Accom­pa­gne­ment psy­cho­lo­gique. Les psy­cho­logues sont pré­sents dès l’incorporation en pro­po­sant une sen­si­bi­li­sa­tion de trois heures sur les risques psy­cho­lo­giques aux­quels les pom­piers sont expo­sés ain­si que sur les com­por­te­ments inha­bi­tuels et la souf­france psy­chique de cer­taines vic­times qu’ils vont secou­rir. Les psy­cho­logues sont éga­le­ment un appui tout au long du par­cours des pom­piers, offrant un sou­tien en cas de besoin. Par­fois, le defu­sing n’est pas suf­fi­sant pour récu­pé­rer et un sui­vi pro­lon­gé est néces­saire pour appro­fon­dir cer­taines situa­tions com­plexes.
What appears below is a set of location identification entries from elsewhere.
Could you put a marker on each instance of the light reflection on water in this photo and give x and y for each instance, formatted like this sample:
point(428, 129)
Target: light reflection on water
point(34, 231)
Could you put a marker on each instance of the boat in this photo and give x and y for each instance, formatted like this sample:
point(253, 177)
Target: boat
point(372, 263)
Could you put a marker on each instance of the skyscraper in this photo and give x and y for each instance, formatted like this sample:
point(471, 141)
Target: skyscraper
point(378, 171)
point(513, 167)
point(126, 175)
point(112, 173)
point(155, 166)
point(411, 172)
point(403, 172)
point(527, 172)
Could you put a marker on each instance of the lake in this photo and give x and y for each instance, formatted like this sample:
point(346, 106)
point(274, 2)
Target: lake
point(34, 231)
Dans de tels cas, les psy­cho­logues peuvent contac­ter les per­sonnes concer­nées par télé­phone, leur lais­sant le temps qu’il faut pour prendre du recul et récu­pé­rer. Le sou­tien de l’esprit de corps et des frères d’armes reste le pre­mier levier de pré­ven­tion. Le per­son­nel de san­té, psy­cho­logues et méde­cins, sont en appui du com­man­de­ment. Pour les cas les plus affec­tés, il est pos­sible de se tour­ner vers les hôpi­taux mili­taires et les psy­chiatres. Cepen­dant, cer­tains freins sub­sistent, tels que la crainte de stig­ma­ti­sa­tion ou de juge­ment. Il est donc cru­cial de créer un envi­ron­ne­ment de tra­vail qui encou­rage la récu­pé­ra­tion et de pro­mou­voir une com­pré­hen­sion col­lec­tive des enjeux psy­cho­lo­giques aux­quels les pom­piers sont confron­tés.
En conclu­sion, une bonne récu­pé­ra­tion psy­cho­lo­gique est essen­tielle pour le bien-être des pom­piers. Il ne s’agit pas d’oublier ce qui s’est pas­sé, mais plu­tôt d’intégrer les évé­ne­ments dans un conti­nuum de vie. Les pom­piers doivent être sou­te­nus dans leur récu­pé­ra­tion, tant sur le plan indi­vi­duel que col­lec­tif, afin de pou­voir plei­ne­ment pro­fi­ter de leur vie per­son­nelle et familiale.